Landlords could find themselves in a legal tangle when asking for rent in advance if the Renters (Reform) Bill goes forward as drafted.
One of the new amendments specifies that rent periods (such as £500 per calendar month) cannot be different from the periods for which rent is payable (such as quarterly in advance) and any provision which seeks to make them will not be effective.
Tenants often want to pay rent in advance if they can’t provide enough financial references, particularly overseas tenants who could easily afford the rent but can’t show any financial history, explains David Smith (pictured), property lawyer at JMW.
“The normal means of dealing with this would be to express the rent as a monthly figure but then specify that the rent is payable six monthly in advance,” he says.
“That structure seems to be entirely prohibited by the changed wording as the payment period (the six months’ in advance part) would be of no effect and disallowed.”

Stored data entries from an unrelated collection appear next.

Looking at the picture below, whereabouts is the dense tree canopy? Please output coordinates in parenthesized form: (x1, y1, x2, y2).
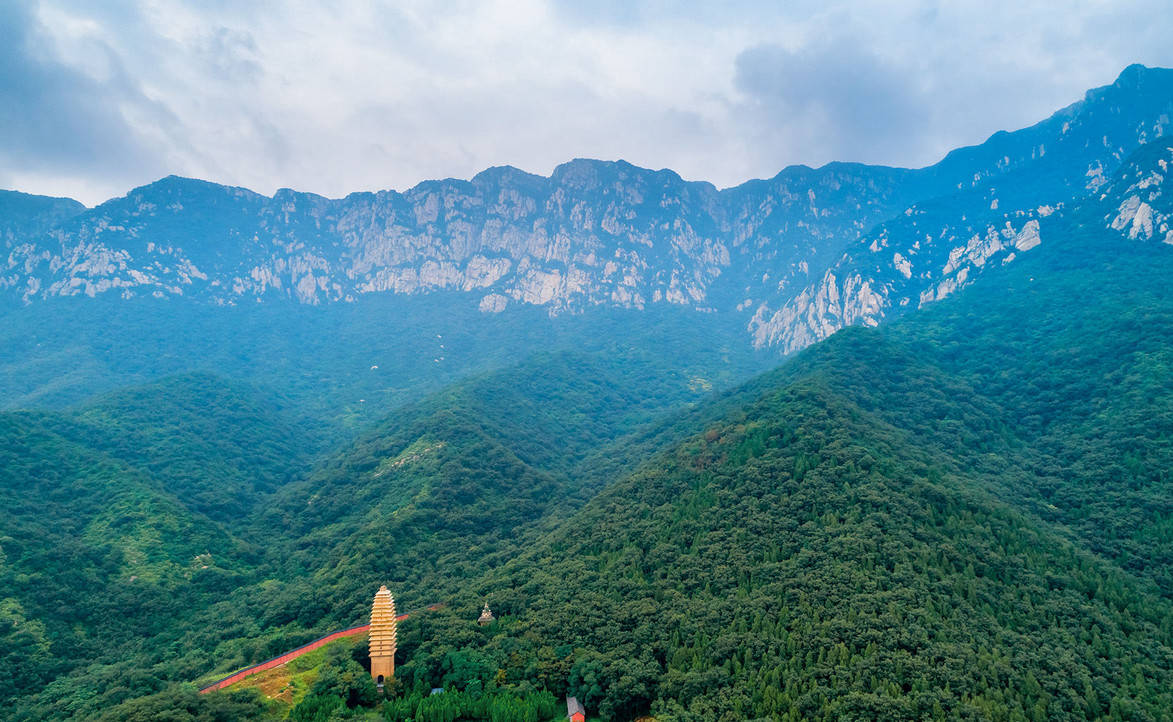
(3, 164, 1173, 720)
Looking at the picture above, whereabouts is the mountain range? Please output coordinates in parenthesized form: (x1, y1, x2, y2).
(2, 65, 1173, 721)
(4, 65, 1171, 356)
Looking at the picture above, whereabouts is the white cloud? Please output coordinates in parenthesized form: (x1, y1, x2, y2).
(2, 0, 1171, 205)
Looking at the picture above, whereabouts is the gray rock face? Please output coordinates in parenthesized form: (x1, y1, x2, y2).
(0, 161, 917, 320)
(1103, 142, 1173, 245)
(3, 65, 1173, 356)
(745, 64, 1173, 351)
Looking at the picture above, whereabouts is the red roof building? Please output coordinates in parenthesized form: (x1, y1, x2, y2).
(566, 695, 586, 722)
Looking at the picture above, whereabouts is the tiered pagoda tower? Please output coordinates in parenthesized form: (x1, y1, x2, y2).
(369, 585, 398, 687)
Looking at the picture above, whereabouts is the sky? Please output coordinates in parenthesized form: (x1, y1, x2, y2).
(1, 0, 1171, 207)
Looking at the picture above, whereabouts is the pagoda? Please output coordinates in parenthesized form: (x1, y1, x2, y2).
(477, 600, 495, 625)
(369, 585, 398, 688)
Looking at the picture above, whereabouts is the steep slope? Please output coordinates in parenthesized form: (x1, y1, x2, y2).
(1100, 137, 1173, 245)
(0, 412, 250, 709)
(0, 159, 908, 313)
(0, 189, 85, 250)
(752, 65, 1173, 351)
(391, 336, 1173, 719)
(4, 66, 1170, 361)
(32, 373, 311, 524)
(883, 139, 1173, 596)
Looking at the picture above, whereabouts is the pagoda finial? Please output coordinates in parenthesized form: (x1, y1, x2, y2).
(369, 585, 398, 687)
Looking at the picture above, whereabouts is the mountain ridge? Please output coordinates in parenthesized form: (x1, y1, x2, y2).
(4, 65, 1170, 360)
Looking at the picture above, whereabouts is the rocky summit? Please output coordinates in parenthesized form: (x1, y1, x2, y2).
(3, 65, 1172, 356)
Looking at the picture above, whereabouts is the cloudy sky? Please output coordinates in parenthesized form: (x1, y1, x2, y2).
(2, 0, 1171, 206)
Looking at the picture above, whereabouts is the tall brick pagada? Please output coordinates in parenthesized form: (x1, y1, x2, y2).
(198, 598, 443, 695)
(369, 585, 397, 687)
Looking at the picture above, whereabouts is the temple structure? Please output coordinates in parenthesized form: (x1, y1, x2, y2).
(369, 585, 398, 688)
(477, 600, 495, 625)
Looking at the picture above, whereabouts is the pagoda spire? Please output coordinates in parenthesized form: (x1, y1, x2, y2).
(369, 585, 397, 687)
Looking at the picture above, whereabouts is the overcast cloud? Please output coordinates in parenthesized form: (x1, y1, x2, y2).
(1, 0, 1171, 206)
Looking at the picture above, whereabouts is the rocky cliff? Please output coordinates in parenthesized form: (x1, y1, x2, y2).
(746, 64, 1173, 352)
(3, 65, 1172, 355)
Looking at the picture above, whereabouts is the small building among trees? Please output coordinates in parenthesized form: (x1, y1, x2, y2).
(477, 600, 495, 625)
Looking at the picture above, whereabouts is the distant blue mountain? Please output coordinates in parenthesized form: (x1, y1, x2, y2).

However, DLUHC is adamant that this is not what the provisions do and says rent in advance is still allowed, using a mechanism whereby a landlord would simply decline to sign a tenancy agreement until an advance rent payment was made.
“I don’t see how this would be enforceable,” Smith says. “The only means I can see of doing this would be for the contract to say it was a monthly rent, payable monthly, and then specify that the first six payments of rent had to be made together in advance.
"But neither of these options can possibly be right. The courts would be likely to take a dim view of such an approach and would see it as an effort to achieve an unlawful rent period payment by the back door.”